The reading unit 201f is a device which reads data or a program recorded in a computer-readable recording medium 201g. The reliability verification program 200 may be stored in the recording medium 201g.

For example, the CPU 201a may realize the function of the client apparatus 201 as the reliability verification apparatus, by loading the reliability verification program 200 stored in the storage unit 201c or the recording medium 201g to a storage device such as the memory 201b and executing the reliability verification program 200.

As the recording medium 201g, for example, a flexible disk, a compact disk (CD), a digital versatile disc (DVD), an optical disc such as a blu-ray disc, a universal serial bus (USB) memory, and a flash memory such as a secure digital (SD) card may be exemplified. As the CD, a CD-ROM, a CD recordable (CD-R), a CD rewritable (CD-RW), and the like may be exemplified. As the DVD, a DVD-ROM, a DVD-RAM, a DVD-R, a DVD-RW, a DVD+R, a DVD+RW, and the like may be exemplified.

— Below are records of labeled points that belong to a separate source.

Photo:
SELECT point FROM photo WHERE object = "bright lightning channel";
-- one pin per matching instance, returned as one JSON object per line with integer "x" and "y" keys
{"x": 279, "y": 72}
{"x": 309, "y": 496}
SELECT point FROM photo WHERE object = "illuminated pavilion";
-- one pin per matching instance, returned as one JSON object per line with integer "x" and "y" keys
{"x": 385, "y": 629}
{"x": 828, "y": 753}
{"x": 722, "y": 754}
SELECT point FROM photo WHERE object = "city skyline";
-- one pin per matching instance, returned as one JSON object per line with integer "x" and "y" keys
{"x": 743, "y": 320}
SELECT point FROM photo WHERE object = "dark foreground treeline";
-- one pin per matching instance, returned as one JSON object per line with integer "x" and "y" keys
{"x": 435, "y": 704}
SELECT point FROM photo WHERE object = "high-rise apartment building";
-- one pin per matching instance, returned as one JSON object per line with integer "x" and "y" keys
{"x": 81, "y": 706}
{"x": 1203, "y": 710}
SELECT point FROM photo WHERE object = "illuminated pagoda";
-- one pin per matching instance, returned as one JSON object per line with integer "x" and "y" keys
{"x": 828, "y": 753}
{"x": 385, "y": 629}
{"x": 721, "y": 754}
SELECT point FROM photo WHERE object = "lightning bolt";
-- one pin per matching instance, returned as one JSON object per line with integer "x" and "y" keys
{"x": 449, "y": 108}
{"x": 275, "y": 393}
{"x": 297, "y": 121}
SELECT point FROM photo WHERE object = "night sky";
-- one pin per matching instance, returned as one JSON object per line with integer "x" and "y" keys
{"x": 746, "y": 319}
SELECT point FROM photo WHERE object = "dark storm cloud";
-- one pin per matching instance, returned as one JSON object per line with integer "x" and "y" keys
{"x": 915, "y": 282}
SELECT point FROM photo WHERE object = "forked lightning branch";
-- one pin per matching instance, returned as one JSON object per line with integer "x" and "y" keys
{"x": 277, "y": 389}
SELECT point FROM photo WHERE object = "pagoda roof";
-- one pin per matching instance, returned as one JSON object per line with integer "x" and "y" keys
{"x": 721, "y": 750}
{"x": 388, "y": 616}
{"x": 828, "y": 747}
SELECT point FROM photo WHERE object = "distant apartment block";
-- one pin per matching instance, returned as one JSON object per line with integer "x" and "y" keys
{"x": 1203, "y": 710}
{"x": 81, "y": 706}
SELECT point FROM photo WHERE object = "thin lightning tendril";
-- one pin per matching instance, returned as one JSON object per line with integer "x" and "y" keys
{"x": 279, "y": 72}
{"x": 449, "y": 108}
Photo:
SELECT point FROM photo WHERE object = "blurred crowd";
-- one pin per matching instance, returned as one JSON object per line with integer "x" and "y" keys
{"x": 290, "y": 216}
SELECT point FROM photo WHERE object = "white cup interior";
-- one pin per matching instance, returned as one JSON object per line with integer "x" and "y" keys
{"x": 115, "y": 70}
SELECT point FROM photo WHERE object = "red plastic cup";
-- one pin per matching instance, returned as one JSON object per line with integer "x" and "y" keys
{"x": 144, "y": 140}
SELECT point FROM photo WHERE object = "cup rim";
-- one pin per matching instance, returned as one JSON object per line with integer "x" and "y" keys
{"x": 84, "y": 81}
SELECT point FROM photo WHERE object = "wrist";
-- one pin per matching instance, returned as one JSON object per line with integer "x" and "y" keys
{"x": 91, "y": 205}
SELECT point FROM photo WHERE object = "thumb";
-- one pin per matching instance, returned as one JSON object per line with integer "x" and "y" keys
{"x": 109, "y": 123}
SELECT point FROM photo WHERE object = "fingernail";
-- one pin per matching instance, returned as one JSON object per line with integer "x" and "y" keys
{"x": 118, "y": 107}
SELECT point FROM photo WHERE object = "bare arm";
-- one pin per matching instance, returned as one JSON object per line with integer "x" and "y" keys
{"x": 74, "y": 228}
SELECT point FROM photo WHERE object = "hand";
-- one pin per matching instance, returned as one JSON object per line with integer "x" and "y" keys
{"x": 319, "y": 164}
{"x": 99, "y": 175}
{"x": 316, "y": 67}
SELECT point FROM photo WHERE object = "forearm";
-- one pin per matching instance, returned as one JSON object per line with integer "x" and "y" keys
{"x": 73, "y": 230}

The above-described blocks 201a to 201f are communicably connected to each other via a bus. The above-described hardware configuration of the client apparatus 201 is an example. Therefore, an increase or a decrease of the hardware (for example, arbitrarily performed addition or omission of a block), division, integration into an arbitrary combination, addition or omission of a bus, and the like may be suitably performed in the client apparatus 201.

Hereinbefore, the embodiment is described in detail. However, the embodiment is not limited to a particular embodiment. The embodiment may be subjected to various changes and modifications and executed without departing from the scope of the gist of the embodiment.

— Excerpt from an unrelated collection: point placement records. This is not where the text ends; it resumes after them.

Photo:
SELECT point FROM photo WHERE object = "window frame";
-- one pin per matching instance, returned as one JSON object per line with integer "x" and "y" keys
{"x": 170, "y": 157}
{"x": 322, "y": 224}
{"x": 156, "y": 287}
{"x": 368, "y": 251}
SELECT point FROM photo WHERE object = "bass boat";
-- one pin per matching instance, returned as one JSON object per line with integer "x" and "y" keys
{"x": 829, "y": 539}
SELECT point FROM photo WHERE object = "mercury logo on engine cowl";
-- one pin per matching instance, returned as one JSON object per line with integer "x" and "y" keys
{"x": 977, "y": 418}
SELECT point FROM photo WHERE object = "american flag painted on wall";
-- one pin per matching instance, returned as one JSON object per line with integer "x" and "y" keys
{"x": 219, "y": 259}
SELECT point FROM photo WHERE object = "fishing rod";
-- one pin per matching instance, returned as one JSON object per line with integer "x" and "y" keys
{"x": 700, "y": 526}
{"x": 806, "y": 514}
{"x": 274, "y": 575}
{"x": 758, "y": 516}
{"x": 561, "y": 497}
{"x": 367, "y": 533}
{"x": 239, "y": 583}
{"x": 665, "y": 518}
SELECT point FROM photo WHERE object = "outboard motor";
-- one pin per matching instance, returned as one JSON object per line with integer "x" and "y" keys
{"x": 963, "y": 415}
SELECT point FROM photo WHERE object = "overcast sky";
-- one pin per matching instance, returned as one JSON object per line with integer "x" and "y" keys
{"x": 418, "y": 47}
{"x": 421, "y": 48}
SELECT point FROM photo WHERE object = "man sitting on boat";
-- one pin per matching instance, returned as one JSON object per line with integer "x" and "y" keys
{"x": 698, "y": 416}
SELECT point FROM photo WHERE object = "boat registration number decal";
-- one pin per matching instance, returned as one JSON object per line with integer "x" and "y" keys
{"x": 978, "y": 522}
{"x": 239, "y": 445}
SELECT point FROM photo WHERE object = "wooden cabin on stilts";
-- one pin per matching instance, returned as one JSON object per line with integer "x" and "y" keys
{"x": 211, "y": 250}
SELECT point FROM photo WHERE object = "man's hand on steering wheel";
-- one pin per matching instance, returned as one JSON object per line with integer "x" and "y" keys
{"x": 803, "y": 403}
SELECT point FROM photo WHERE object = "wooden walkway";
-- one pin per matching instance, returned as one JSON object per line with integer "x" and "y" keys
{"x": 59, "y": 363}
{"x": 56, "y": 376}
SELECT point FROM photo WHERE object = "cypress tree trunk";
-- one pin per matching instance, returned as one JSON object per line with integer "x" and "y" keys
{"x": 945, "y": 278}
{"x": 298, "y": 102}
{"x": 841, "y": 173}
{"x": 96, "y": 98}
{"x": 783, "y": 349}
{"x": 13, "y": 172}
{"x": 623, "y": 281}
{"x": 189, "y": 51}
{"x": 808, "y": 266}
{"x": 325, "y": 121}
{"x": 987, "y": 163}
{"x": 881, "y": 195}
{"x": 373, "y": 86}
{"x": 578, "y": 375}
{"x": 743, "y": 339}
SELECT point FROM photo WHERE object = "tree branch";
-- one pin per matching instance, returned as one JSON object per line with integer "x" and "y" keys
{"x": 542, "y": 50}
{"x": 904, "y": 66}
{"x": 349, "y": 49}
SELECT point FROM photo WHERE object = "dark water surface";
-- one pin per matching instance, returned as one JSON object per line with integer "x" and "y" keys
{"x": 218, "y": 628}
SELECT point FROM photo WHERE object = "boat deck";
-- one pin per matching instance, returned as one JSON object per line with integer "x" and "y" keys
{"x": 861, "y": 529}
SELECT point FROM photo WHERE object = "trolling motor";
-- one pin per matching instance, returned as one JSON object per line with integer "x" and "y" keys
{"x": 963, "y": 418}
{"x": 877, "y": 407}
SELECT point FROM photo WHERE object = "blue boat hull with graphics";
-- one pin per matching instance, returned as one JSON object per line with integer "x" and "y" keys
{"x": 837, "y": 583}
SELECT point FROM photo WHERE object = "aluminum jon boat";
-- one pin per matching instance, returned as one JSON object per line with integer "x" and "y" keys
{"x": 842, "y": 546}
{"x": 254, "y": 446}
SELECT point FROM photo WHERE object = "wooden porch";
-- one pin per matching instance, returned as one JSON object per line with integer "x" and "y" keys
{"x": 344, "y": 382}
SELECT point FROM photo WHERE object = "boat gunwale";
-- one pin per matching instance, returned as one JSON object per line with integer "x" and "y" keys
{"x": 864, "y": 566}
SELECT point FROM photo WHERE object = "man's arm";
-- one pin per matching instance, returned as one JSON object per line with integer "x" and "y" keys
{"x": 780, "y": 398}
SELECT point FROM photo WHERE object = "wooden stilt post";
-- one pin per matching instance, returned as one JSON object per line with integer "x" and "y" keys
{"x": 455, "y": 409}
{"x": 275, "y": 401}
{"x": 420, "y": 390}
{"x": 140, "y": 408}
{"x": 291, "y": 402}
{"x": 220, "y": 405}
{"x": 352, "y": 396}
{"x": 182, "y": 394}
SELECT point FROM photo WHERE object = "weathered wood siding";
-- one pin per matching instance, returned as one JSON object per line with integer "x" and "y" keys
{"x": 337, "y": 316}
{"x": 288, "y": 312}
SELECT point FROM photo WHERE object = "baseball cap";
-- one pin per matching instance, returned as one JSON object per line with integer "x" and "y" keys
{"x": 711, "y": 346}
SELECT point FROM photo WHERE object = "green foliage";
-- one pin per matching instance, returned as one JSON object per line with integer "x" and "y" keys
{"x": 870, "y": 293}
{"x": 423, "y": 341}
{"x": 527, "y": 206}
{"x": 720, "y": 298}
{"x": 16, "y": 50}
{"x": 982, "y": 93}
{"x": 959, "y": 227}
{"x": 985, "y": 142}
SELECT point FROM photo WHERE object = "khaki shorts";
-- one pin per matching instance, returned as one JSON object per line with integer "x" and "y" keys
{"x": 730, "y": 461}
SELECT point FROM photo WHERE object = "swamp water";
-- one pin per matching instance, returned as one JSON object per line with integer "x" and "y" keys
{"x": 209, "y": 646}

For example, each of functional blocks of the client apparatus 201 illustrated in FIG. 2 may be unified in an arbitrary combination or divided.

In the above-described description, the node numbers are set in order starting from the node having most failed storage devices 400. However, the embodiment is not limited thereto, and the sequence may be differently formed. Moreover, as long as the sequence of nodes may be decided among the plurality of nodes, an arbitrary character string may be used instead of the node numbers.

Moreover, the functions of the verification unit 25 and the result output unit 26 may be omitted in the client apparatus 201. In this case, the client apparatus 201 may be positioned as an optimization apparatus for models (or a model analysis apparatus) which simplifies a Markov model of the model information 21b so as to reduce the scale thereof, and generates optimized simplified model information 21c. In this case, the client apparatus 201 favorably outputs optimized simplified model information 21c to other verification apparatuses having functions of the verification unit 25 and the result output unit 26 (for example, a reliability verification apparatus).

All examples and conditional language recited herein are intended for pedagogical purposes to aid the reader in understanding the invention and the concepts contributed by the inventor to furthering the art, and are to be construed as being without limitation to such specifically recited examples and conditions, nor does the organization of such examples in the specification relate to a showing of the superiority and inferiority of the invention. Although the embodiment of the present invention has been described in detail, it should be understood that the various changes, substitutions, and alterations could be made hereto without departing from the spirit and scope of the invention.

Claims

1. A computer-readable recording medium having stored therein a program that causes a computer to execute a process, the process comprising:

acquiring a transition model indicating state transitions between a plurality of nodes, each of the plurality of nodes indicating a combination of presence or absence of a failure of each of a plurality of redundant storage devices included in a storage system, different nodes of the plurality of nodes indicating different combinations of presence or absence a failure of each of the plurality of redundant storage devices;

selecting, from the plurality of nodes, a plurality of first nodes different from each other on basis of the transition model;

extracting sub-models for the respective first nodes on basis of the transition model, the sub-models indicating state transitions occurring due to a failure of any of the plurality of redundant storage devices from the respective first nodes;

modifying the transition model such that two or more first nodes are integrated into one first node of the two or more first nodes when the sub-models extracted for the two or more first nodes satisfy a predetermined condition; and

calculating reliability information regarding reliability of the storage system on basis of the modified transition model.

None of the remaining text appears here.